For a country that doesn’t actually boast any mountains, there are still plenty of opportunities to go skiing in Finland. With some 75 Finland ski resorts and a ski season that stretches out from October through to May, this a great place to click in and set off downhill.
Finland also has, in my opinion, some of the best snow in the world. Granted, I haven’t yet experienced the champagne conditions in Colorado in the States or the deep powder of Niseko in Japan but I have skied a lot and out time in Yllas skiing was nothing short of spectacular.
When we originally planned our trip to Lapland with kids, we didn’t plan to ski. Not because we didn’t want to but because we didn’t know what we would do with our three-year-old non skier. When we arrived in Ylläs however, and saw the sublime snow conditions, the pristine slopes and the lack of crowds, we knew we couldn’t leave Ylläs ski resort without having skied a few runs.
So, we found a friendly babysitter (serendipitously called Katja!) and got ready to ski. For those families visiting during high season (we were there at the beginning of the ski season), there are childcare facilities available – see here for more details.

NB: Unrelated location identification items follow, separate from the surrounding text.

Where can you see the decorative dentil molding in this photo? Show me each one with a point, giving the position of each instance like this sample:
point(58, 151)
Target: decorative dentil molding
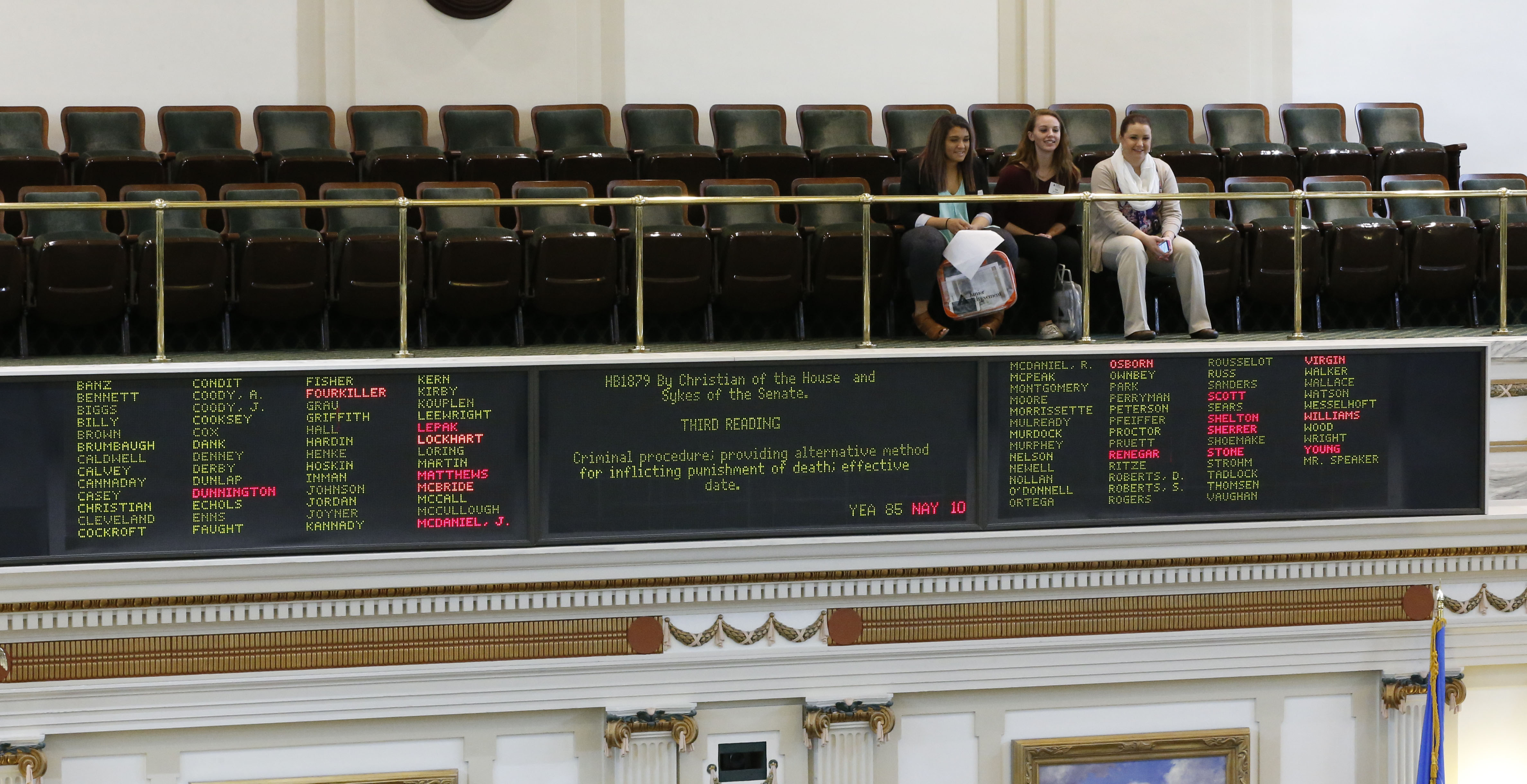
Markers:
point(28, 760)
point(721, 629)
point(619, 730)
point(819, 719)
point(370, 604)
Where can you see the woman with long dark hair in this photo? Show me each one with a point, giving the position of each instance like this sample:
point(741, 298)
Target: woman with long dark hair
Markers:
point(1138, 237)
point(1042, 165)
point(946, 167)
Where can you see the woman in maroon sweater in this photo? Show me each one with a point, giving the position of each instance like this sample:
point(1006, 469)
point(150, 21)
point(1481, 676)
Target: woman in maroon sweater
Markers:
point(1042, 165)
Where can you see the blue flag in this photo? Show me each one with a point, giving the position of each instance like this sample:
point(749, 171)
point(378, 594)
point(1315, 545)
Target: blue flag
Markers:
point(1430, 768)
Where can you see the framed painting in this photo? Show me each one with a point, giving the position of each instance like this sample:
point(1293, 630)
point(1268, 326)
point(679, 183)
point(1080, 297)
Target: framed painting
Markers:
point(411, 777)
point(1207, 757)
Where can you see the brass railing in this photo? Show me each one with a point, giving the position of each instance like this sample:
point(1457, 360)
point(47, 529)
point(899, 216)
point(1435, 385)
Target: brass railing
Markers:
point(1297, 200)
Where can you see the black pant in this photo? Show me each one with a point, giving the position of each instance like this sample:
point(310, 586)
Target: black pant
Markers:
point(1043, 255)
point(924, 246)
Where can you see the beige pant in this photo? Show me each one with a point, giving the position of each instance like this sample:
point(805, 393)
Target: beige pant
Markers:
point(1129, 258)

This guide has more information on visiting Finland with kids.
The fells of Finnish Lapland form the country’s main ski area and the four biggest resorts are Levi, Pyhä-Luosto, Ruka and Ylläs. Of these four, the Ylläs (pronounced “U-las”) is the country’s largest ski area home to 55km of snowy pistes, including the longest slope in Finland.
Both Ylläsjärvi and Äkäslompolo are authentic Finnish villages peppered with wooden cabins, small local businesses and reindeer! We stayed at the traditional log cabin, Yllashilla, in Äkäslompolo during our time in Lapland. The slopes are a short ski bus ride away from the village centres. If driving, there are parking areas near the bottom of the ski lifts.
If you’re interested in telemark skiing – or cross-country skiing – then I recommend contacting Sisu Outdoor. They offer cross country ski hire and can give lessons and offer guiding services.
During peak season you can buy a ski pass and ski the whole of the Ylläs fell. Some of the lifts weren’t open when we visited in December, however so we stuck to the Sport Resort Ylläs on the Äkäslompolo side. This worked out well because this is the resort that has a gondola. And, when it’s -18C outside, you will be thankful for the gondola in between runs! Both resorts offer ski rental services, ski schools, restaurants and more.
Skiing in Finland
Skiing in Finland is very different to skiing somewhere like the Alps. The resorts are small and the terrain is not particularly challenging, particularly if you’re an experienced skier. What it does offer, however, is the most incredible snow and virtually empty slopes.
We visited in mid-December, during polar night, when the sun never quite rises above the horizon. This means that there are only a few hours of light per day. Some of the slopes are floodlit so you can continue skiing even when it’s dark. This is a great time of year to spot the northern lights.
Peak season is February, however, even then the ski resorts in Finland never get crowded like they do in European resorts.
Skiing in Finland with kids
Sport Resort Ylläs was perfect for my two older children (aged 10 and 8 at the time). They are confident skiers and the terrain and runs were perfect for them.
Sport Resort Ylläs is also a great place to learn to ski and there are private and group ski school lessons available. The lack of crowds means its ideal for beginners. There are two “magic carpet” lifts for novice skiers, which you don’t need a ski pass for (children under six ride free on all lifts). When they get tired of going up and down the magic carpet, there’s a small sledding hill and playground next door.
For boarders and freestyle skiers, there are also four snow parks to suit all abilities. The Mountain Dew Junior Park is more suitable for beginners to the Mountain Dew Pro Park.
Yllas ski hire
In front of the slopes is the Y1 Service Ski Centre where you can hire equipment, buy lift passes and organise ski school lessons. There are also a handful of cafes and restaurants here. There’s a cafe at the top of the Gondola, which looks more like a frozen Hobbit in winter!
I can honestly say that the few hours we had skiing on the slopes of Ylläs were some of the best I have ever enjoyed. If you love that feeling of flying down a mountain, carving into freshly fallen snow then make sure you book your ski holiday to Finland soon.